« Est-ce que vous pensez vraiment que ma vie vaut le coup d’être racontée ? » C’est l’inquiétude que j’ai entendue à chaque première rencontre avec un candidat au récit de vie. En effet, la demande des proches réelle ou supposée peut se faire pressante : un besoin, une envie de savoir, de connaître mieux son parent par exemple. La personne qui confie son récit de vie doit donc faire face à de nombreuses craintes. La première d’entre elle, c’est de ne pas avoir de choses intéressantes à raconter, de ne pas être à la hauteur des attentes de ses futurs lecteurs. Pourtant, au fil des rencontres avec le biographe, les souvenirs reprennent formes et couleurs, des prénoms reviennent, des paysages, des odeurs ressurgissent. Et c’est tout un pan du passé qui passe de l’oral à l’écrit, qui s’inscrit dans la transmission pour donner un éclairage au présent et au futur.

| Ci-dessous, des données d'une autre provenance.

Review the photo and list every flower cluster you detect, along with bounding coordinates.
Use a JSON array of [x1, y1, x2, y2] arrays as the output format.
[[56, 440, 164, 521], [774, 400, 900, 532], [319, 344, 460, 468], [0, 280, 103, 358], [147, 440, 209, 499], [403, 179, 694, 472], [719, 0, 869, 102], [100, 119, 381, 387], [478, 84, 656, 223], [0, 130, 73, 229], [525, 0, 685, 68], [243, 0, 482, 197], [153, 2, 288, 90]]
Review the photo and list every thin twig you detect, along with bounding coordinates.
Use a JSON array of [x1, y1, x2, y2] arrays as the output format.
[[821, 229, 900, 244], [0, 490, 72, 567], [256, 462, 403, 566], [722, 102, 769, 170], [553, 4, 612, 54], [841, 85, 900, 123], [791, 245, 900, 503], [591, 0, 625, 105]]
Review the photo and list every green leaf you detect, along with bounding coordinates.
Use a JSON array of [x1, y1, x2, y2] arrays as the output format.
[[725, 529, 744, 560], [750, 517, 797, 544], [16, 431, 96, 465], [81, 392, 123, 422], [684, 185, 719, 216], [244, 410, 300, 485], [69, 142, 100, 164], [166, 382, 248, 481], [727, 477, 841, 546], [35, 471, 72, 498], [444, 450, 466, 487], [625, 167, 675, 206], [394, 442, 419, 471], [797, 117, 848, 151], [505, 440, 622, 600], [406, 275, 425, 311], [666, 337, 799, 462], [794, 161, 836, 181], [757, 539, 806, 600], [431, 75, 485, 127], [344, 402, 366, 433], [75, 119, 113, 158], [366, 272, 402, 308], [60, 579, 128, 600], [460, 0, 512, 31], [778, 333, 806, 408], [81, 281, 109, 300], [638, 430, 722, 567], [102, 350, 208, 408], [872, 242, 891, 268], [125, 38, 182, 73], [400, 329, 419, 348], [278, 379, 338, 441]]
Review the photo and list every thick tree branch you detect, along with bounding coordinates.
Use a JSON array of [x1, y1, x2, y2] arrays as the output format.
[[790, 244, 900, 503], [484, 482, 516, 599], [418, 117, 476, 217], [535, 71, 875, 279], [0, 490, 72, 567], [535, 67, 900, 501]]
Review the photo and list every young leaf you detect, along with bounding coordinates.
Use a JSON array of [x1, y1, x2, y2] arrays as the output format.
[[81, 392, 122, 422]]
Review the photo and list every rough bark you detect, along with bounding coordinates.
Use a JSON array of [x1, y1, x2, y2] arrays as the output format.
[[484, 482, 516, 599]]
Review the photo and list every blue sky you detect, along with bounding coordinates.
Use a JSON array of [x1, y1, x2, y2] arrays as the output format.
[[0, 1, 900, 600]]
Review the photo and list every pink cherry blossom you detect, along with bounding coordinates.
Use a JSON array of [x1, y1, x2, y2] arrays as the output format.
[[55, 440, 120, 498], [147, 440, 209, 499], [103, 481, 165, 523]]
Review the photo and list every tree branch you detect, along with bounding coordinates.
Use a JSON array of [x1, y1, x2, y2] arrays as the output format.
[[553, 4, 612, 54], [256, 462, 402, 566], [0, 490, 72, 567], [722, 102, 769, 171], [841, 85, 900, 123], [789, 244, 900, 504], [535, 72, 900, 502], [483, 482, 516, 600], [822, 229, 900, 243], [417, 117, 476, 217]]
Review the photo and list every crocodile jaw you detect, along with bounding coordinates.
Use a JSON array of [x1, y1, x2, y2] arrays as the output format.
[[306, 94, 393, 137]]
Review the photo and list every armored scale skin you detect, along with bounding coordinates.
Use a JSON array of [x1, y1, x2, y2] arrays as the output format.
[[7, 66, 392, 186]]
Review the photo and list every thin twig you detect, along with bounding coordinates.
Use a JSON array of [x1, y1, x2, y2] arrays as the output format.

Un professionnel à l’écoute
Découvrir l’histoire d’une vie racontée par celui-là même qui l’a vécue est toujours pour moi un grand enrichissement. La manière dont chacun laisse une trace de son existence, les actes qu’il ou elle a ou n’a pas posés, sont autant de source d’apprentissage. C’est aussi ce que j’essaie de transmettre dans le récit que j’écris. Bien évidemment, le respect des mots de l’autre, mais aussi de ce qui se cache parfois derrière l’absence de mots, sont très importants. Mon métier de biographe, c’est d’abord écouter et entendre la parole, traduire la mémoire qui s’exprime, mais non pas l’interpréter, sinon dans la langue de l’autre.
L’aventure de l’écriture biographique est jalonnée d’obstacles. J’aime utiliser l’image d’un chemin de campagne : on y trouve des creux, des bosses, des racines qui affleurent et parfois quelque grosse pierre qu’il convient ou non de déplacer pour mieux avancer. Et ce chemin, le récitant le parcourt avec.